The fields were sold off for golf courses and developments, while the old plantation towns started to fade. Some returned to dust. Others were saved - somewhat.

The first newcomers had the best intentions, I'm sure. They came in and repainted and restored the buildings. They opened cafes and funky breakfast shops and stores selling crystals and dream catchers and Tibetan prayer flags. They were a bit crunchy, they got excited over organic greens, they rode their bikes to work and they believed in solar power.

But something feels off with them. They look like hippies, they wear second hand clothes, and none of them ever pay for a hair cut. And yet, coffee and a cinnamon roll costs six bucks at the cafe, and you can't find a decent lunch under ten dollars ... and even that is a 'wrap' dominated by ten-cents worth of bean sprouts and lettuce. And though they all take Hawaiian names you notice, each year, fewer and fewer actual locals in these towns.

Still, they're nice people and you can get along fine with them as long as you remember that they are more spiritually advanced than you.

Next comes the spas and retreats and expensive resorts. Only: don't call them resorts. Call them Healing Centers. After all, they all offer traditional native Hawaiian healing practices, many so esoteric that even the Hawaiians have never heard of them.

And then the really rich ones start coming in, the multi-millionaires and billionaires who see a stretch of undeveloped coast near-by and want it for themselves.
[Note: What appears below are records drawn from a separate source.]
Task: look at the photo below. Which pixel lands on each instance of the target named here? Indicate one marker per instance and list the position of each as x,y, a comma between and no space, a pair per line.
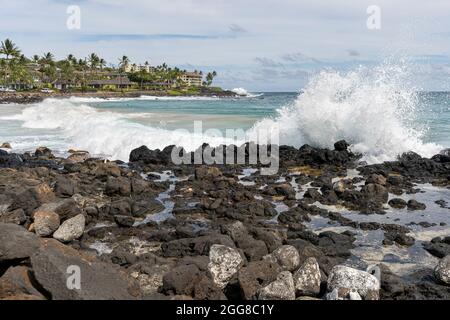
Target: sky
260,45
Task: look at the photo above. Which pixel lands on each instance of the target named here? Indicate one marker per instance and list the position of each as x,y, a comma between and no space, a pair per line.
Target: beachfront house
131,68
108,84
192,79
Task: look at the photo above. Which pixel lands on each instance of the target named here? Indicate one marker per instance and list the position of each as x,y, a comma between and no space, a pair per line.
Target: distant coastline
26,97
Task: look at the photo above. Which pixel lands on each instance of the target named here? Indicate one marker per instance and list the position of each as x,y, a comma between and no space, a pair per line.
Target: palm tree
210,77
47,58
71,59
9,49
102,63
123,62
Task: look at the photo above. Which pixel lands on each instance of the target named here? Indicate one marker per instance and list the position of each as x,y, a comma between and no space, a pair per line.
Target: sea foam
374,109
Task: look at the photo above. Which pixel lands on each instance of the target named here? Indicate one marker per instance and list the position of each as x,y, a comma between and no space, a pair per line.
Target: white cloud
281,32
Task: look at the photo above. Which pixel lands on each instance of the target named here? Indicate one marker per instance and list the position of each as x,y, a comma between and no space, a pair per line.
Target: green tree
9,49
123,62
210,77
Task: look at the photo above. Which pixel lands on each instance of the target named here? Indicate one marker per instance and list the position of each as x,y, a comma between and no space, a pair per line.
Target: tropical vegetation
45,71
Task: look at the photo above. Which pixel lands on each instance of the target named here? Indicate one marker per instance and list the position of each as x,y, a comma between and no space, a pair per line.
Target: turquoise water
114,127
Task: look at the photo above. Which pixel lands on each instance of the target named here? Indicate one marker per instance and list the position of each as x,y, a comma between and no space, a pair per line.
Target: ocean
379,119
Which is what brings me here to Kapa`au: another rich guy sees paradise and wants to own it. It's so foreign to me, this desire to pave over, dominate and own what is wild & free & beautiful. Another community is going to fight to save what little is left. I'm not part of this battle: my job this week is only to open the doors and make sure everyone gets to where they're supposed to be. I'll have my own battles coming up; this time I'm just an observer.

And though I'm sympathetic to the community, I'm a bit cynical too. I look around and see ads in the kiosks for Tibetan antiques, naia dance classes, yoga, spiritual learning centers, massage ... the band in the bar next door is playing Gipsy King covers ... the women have hairy toes and the men never seem to comb their hair ... and it's all so new-age generic that we could be anywhere.

And then you cross the line, and go to the plate lunch place, or the gas station for coffee (same taste, 1/5 the price). And you're in plantation Hawai`i again, and there is no sign that the others exist at all. Old ladies lomi the opelu and mix it with limu for poke in between cigarette breaks & it's the only thing on the menu not swimming in grease, the tv is almost as loud as the refrigerator in the kitchen, and super-size mahu ring up your bill. There's two worlds, maybe more, living on the same land and never crossing. Visit one, you'd never even know the other side was there.